The Pig Wings Project, 2000-2001
The exhibition generated discussion around ‘genohype’ – the hype generated by scientists, the media, the public and the arts with regard to genetic research and highlighted the use of pig organs in human transplantation.
ArtMeatFlesh
In 2000, the team were internationally recognised as the first to grow meat in a lab. Three years later, they were also the first to consume in vitro meat.
The in vitro meat technology developed by SymbioticA has since seen a growing number of companies’ world-wide manufacture vitro meat for consumption. Whilst consumers may be excited by the seductive notion that in vitro meat is ‘animal friendly’, the lab grown meat cells actually require foetal calf serum to grow.
By 2012, Oron hosted his first of many Iron Chef style ‘cooking shows’ using in vitro meat products. The shows discuss new technologies to create a sustainable, ethical and just food system for the future. As well, they highlight the success of western society in hiding the victims of our consumption, more than removing them.
The research had a personal impact on Oron who subsequently became a vegetarian.
We want to challenge the audience in regard to rethinking their relationship to life. What they then choose to do is really up to them.
Ionat Zurr
Museums of the future
There is a new generation of odd things and life forms that are being created throughout the world in labs like SymbioticA. An increasing number of ‘bizarre oddities’ blur the boundaries between the natural and artificial, between man-made and grown. One well known example is Dolly the sheep. Dolly is found in the technology section of the National Museum of Scotland, despite being a stuffed animal that would usually be found in the Natural History section.
Since 2007, SymbioticA has encouraged discussion into the way oddities and curiosities have been collected and categorised and have been approached by local and international museums to envision museums of the future. Oron consults on an international advisory board for Biotopia, Munich who are trying to reimagine their natural history museum for the 21st century.
Our work is really about trying to identify and narrow gaps between our 21st century technologies, our 20th century mindsets, and the 19th century institutions that we still operate from.
Oron Catts
The work is also being used for submissions to the American Congress and the European Union which deal with ethics on areas that our work points attention to.

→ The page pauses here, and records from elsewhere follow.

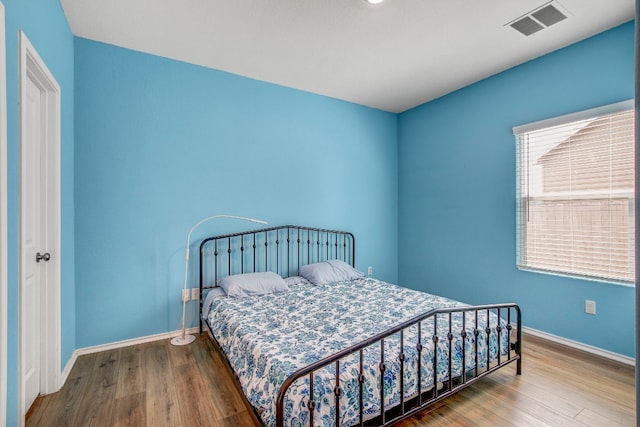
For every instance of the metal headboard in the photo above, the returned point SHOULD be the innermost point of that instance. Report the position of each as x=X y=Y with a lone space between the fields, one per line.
x=280 y=249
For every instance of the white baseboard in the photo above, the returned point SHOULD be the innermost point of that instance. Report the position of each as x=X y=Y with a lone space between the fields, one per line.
x=126 y=343
x=149 y=338
x=580 y=346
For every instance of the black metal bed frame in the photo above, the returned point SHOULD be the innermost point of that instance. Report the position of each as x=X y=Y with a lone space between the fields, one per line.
x=288 y=247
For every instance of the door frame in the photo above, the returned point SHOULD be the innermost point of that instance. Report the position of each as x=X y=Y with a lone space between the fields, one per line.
x=3 y=221
x=33 y=67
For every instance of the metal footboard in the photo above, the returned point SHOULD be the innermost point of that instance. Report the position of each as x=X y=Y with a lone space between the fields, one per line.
x=508 y=317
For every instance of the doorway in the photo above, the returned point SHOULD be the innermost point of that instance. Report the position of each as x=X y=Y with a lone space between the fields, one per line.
x=39 y=288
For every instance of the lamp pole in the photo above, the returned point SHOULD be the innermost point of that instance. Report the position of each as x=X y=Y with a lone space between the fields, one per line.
x=183 y=338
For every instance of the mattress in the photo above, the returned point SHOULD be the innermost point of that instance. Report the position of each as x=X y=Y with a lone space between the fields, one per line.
x=267 y=338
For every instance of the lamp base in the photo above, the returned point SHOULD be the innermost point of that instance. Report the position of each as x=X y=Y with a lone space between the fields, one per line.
x=183 y=340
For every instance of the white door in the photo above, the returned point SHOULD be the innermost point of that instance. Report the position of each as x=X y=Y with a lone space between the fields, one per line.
x=34 y=239
x=39 y=365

A FRANKENSTEINian approach
Mary Shelley’s book Frankenstein was first published in 1818. It is from Frankenstein that many of society’s cultural references to biology and the creation of life in labs have originated.
The team are often being referred to as being Frankensteinian in their approach and have embraced the bicentenary. Their Unhallowed Arts Festival including Quite Frankly: It’s a Monster Conference, which happens in Perth from 17-19 October, 2018 will host around 30 different events, each one of them referencing the legacy of Frankenstein.
The group has developed new technologies, influenced policymaking and articulated cultural ideas around scientific knowledge in the pursuit of critiquing the ethical and cultural issues of the manipulation of life.